The organization is building a student body task force to develop the project to its full potential. Student volunteers involved in the Zero Waste initiative are helping to develop a set of recommendations on the kinds of investments and activities the region will need to reduce waste and create jobs.
The Zero Waste initiative focuses on eliminating waste by reducing, reusing and recycling materials. Waste elimination can dramatically improve the local economy and help businesses and families save money on expenses that would otherwise be used to bury these resources, according to the Rural Action website.
Kyle O’Keefe, waste stream development organizer, began collecting student input during winter quarter, working with OHIO's "Communication and Campaign" course.
"To be honest, I wasn't really sure what I was getting myself into," said senior communications major Amber Hawkins, who participated in the class. "I've always cared about Athens and the environment, but I had never really involved myself in some of the issues. Learning more about the Athens community and what we, as students, can do to keep it beautiful has really given me a different perspective."
The project extends beyond waste elimination. It is also a great way for students to develop their passions, and it could lead to further job opportunities, according to O'Keefe.
“Some of the subject areas the student task force would include are communications, business, engineering and various other fields. This would allow students to have active participation in a real world application that is innovative, empowering and has the chance to make a difference in the world,” he said.
Through its mission to actively develop solutions to environmental, economic and social issues, Rural Action aims to create a unified network of Athens residents and Ohio University students.
By working together, Athens County has the potential to develop solutions to global issues that can be implemented in our own backyard, said O'Keefe.
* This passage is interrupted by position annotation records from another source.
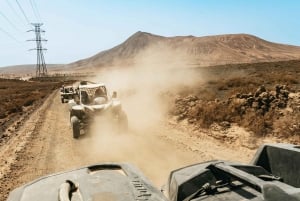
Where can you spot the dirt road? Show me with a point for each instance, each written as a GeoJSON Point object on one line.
{"type": "Point", "coordinates": [45, 145]}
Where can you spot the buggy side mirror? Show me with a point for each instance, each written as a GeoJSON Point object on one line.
{"type": "Point", "coordinates": [114, 94]}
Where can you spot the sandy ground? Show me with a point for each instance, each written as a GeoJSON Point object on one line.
{"type": "Point", "coordinates": [45, 145]}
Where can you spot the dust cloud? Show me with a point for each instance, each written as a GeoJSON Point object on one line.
{"type": "Point", "coordinates": [145, 91]}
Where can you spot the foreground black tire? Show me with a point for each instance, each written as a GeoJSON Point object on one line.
{"type": "Point", "coordinates": [75, 127]}
{"type": "Point", "coordinates": [123, 122]}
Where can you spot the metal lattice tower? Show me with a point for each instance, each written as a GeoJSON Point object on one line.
{"type": "Point", "coordinates": [41, 69]}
"Communities are products of their environment," he continued. "The two are intricately connected. It takes building awareness about the benefits communities can have by collaborating on issues that could ultimately improve their quality of life."
In addition to the Zero Waste project, Rural Action focuses on topics of agriculture, forestry, watersheds, alternative energy and environmental education.
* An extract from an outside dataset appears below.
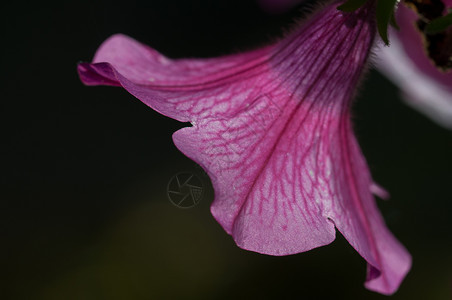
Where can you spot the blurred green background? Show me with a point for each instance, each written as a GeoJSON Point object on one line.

"All of these topics I see as crucial for this region to better understand how to provide most or all of its own needs in a sustainably productive and abundant way," O’Keefe said.
For more information or to get involved with the Zero Waste project or other Rural Action programs, visit www.ruralaction.org or contact Kyle O’Keefe.
Rural Action will be holding a Bike Path Cleanup for the Adena bikeway on Saturday, April 30 at 8:30 a.m.
One group will start in Athens at the Community Gardens on West State Street. The other group will start in Nelsonville at Robins Crossing at Hocking College.
Both groups will meet at The Eclipse Company Store, where there will be local snacks and refreshments. At the company store, there will be a presentation and discussion on the Zero Waste project.